Question

# What fraction of an hour is 40 minutes?

Hint: Convert hour into minutes and find the value of fraction by taking 40 minutes in the numerator and one hour in the denominator (converted into minutes). Reduce the fraction into lowest terms by taking out common terms from numerator and denominator.

We have to find the value of a fraction of 40 minutes of one hour.
We will write one hour in terms of minutes and then calculate the value of fraction.
We know that $1hr=60\min$.
To find the value of fraction, we will write 40 minutes as numerator and one hour as denominator.
Thus, the value of fraction is $\dfrac{40}{60}$ as $1hr=60\min$.
We will now reduce this fraction into lowest terms.
To do so, we will find the HCF of numerator and denominator.
To find the HCF, we will write the prime factorization of each of the numbers. We will choose the common prime factors of all the three numbers. The number obtained by choosing the common prime factors of all the numbers will be the HCF of three numbers.
The prime factorization of 40 is $40={{2}^{3}}\times 5$. The prime factorization of 60 is $60={{2}^{2}}\times 3\times 5$. The terms common to prime factorization of both the numbers is ${{2}^{2}}\times 5=20$.
Thus, the prime factorization of 40 and 60 is 20.
We will now divide the numerator and denominator by their HCF, which is 20.
Thus, we have $\dfrac{40}{60}=\dfrac{\dfrac{40}{20}}{\dfrac{60}{20}}=\dfrac{2}{3}$.
Hence, 40 minutes is $\dfrac{2}{3}$ the value of one hour, i.e., 60 minutes.

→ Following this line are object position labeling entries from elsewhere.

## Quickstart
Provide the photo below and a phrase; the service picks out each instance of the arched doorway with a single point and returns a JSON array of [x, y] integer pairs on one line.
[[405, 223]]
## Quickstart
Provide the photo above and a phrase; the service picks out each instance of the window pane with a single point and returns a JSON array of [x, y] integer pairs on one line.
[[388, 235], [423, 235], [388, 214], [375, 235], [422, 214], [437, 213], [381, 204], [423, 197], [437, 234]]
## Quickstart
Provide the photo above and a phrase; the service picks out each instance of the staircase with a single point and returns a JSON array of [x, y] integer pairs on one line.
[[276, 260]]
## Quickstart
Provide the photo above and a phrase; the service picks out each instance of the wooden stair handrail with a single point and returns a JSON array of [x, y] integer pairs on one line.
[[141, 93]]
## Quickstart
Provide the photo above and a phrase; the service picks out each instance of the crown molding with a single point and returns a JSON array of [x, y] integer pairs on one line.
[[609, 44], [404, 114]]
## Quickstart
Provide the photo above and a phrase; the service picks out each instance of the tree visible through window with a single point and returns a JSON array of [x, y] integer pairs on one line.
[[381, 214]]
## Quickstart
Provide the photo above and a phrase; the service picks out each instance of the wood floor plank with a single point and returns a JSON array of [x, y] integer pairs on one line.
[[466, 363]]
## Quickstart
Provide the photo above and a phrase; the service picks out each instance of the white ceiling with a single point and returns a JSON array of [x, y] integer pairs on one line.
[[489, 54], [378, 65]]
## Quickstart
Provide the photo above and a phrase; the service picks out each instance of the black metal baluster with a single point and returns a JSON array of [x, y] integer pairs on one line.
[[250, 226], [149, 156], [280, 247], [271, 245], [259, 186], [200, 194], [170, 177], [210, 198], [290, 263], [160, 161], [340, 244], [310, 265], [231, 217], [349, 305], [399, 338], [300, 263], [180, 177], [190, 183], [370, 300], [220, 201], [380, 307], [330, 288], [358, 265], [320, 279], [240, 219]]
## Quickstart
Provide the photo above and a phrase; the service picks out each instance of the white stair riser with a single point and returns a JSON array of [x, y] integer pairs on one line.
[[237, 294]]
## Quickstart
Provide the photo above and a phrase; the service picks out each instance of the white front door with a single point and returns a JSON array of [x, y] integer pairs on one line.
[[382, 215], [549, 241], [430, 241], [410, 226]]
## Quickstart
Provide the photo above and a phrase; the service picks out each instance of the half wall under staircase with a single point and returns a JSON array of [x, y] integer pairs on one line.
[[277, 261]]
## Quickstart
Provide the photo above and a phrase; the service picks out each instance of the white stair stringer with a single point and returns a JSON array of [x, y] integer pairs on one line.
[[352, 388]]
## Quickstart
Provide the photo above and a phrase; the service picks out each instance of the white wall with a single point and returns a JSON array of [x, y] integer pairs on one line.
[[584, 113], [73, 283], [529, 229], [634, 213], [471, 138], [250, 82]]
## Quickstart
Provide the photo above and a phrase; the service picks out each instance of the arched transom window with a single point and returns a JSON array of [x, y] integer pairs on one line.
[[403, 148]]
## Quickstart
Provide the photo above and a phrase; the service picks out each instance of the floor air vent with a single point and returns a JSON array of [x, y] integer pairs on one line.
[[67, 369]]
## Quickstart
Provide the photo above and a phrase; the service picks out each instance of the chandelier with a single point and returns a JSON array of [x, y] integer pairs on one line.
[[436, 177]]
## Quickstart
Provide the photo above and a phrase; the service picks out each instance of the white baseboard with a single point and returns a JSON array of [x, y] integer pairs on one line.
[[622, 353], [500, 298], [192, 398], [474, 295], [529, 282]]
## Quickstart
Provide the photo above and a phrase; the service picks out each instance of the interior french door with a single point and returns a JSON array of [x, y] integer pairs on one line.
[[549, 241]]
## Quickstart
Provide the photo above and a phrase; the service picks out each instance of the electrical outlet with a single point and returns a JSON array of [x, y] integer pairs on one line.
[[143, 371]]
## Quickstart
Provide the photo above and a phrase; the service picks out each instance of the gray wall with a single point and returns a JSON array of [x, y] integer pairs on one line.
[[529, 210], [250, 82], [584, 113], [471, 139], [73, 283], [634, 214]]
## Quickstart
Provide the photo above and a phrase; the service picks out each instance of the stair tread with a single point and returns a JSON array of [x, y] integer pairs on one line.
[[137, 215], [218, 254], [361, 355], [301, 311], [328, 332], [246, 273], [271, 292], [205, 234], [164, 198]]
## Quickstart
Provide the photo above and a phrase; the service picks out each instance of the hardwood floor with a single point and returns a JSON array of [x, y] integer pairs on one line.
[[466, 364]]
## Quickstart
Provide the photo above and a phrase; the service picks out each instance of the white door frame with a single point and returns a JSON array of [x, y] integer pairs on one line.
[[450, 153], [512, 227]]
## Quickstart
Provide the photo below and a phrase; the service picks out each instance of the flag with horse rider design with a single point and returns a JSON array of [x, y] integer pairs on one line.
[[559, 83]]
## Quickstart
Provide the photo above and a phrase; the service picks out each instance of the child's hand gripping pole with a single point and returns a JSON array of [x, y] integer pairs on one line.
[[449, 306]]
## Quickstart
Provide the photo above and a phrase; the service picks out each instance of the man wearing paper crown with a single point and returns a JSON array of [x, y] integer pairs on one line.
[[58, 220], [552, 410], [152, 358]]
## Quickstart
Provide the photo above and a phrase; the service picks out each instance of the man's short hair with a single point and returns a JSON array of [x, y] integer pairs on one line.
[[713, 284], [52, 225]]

Note: Fraction represents a part of a whole. We should be careful while writing the fractions as the units of numerator and denominator should always be the same. Otherwise, we will get an incorrect answer. To write the prime factorization of any number, start by dividing the number by the first prime number, which is 2 and then continue to divide by 2 until you get a number which is not divisible by 2 (which means that you get a decimal or remainder on dividing the number by 2). Then start dividing the number by the next prime number which is 3. Continue dividing the number by 3 until you get a number which is not divisible by 3. Thus, continuing the process, keep dividing the numbers by series of prime numbers $5,7,...$ until the only numbers left are prime numbers. Write the given number as a product of all the prime numbers (considering the fact to count each prime number as many times as it divides the given number) to get the prime factorization of the given number.